As far as I know, Dwarf plecos grow about 2 inches.

No I only have 4 males!

So would adding 6 rainbow fish along with the 10 neons, one pleco and 4 platies not be bad? Seems like a lot of fish.

No issue with two schooling crowds in one tank?

Jeff

*PS *I forgot to ask one more question, is it ok to keep a crab in the tank? Would they be too aggressive with a tank of fish?


----------



## Arkamaic (May 28, 2009)

When considering over crowded or not, general rule of thumb i 1" of fish per 1 gallon of water. Three *common* plecos in a 20 gal is overcrowded.

And the crab should be fine. I don't see why not. And how big do this species of rainbows get?

Also, plecos have been known to eat flakes/shrimp etc.. they are omnivores.


----------



## Jeffreypang911 (May 21, 2009)

Dwarf Neon Rainbows grow up to 2.5 inches. Dwarf Pleco grow to about 2.5 inches too.

I know they are schooling fish but what would happen if I put only 2 or 3 of them in the tank? They wouldn't start schooling with the neons would they? ahaha.

Thanks for the rule. I will remember that.

Jeff


----------



## Arkamaic (May 28, 2009)

With most schooling fish, its recommend about 5-6 of the same fish for them to be happiest. You don't necessarily have to, but they may act depressed, not be active, not healthy etc. Also aggressive to one another. 

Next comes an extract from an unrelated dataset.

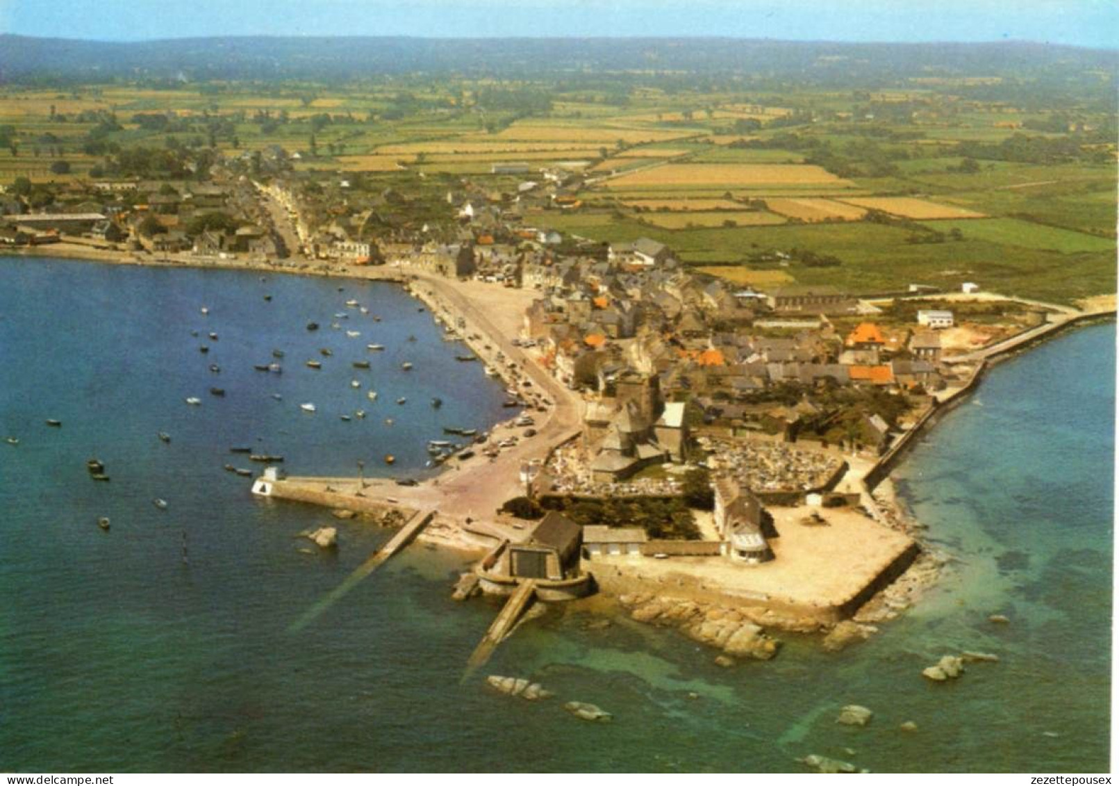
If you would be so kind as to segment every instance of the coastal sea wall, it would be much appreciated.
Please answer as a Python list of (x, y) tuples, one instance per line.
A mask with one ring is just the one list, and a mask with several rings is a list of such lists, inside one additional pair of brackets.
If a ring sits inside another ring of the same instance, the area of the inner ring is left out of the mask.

And no haha, they wouldn't. My neons are afraid of my rainbows haha. 

A possible setups:
10 neons
1 Dwarf Pleco
5 Rainbows

or

10 Neons
5 Platties
1 Dwarf Pleco

Something along those lines would be good. I'd personally say go with the rainbows, schooling fish look cool. 

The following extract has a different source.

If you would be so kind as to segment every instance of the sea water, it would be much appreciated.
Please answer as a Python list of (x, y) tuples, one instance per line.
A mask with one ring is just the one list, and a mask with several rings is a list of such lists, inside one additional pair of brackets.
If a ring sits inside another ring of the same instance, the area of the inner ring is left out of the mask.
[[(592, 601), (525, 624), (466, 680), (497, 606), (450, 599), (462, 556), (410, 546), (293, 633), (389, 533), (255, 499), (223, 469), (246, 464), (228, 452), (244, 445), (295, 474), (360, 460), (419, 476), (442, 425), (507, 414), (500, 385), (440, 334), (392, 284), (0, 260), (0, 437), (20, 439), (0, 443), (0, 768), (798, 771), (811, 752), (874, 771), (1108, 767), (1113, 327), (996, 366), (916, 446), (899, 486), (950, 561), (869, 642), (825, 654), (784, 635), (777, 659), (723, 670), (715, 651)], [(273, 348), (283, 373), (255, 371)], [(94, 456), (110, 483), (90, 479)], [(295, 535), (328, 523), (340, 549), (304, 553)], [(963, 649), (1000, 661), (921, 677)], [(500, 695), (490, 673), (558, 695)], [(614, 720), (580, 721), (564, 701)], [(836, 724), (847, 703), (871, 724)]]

You could do it different however. I myself have 2 Australian Rainbows (1F, 1M), 5 neons, 1 Pleco. Maybe a tad overstocked, but I have a little bigger filter, plus i keep up on water changes, not over feeding etc... And this has been working well for me. Except for about the past week my male rainbow has been agressive towards the female =( those two are about 4 or 5 years old tho. 

Hope this helps. Sorry it's long.


----------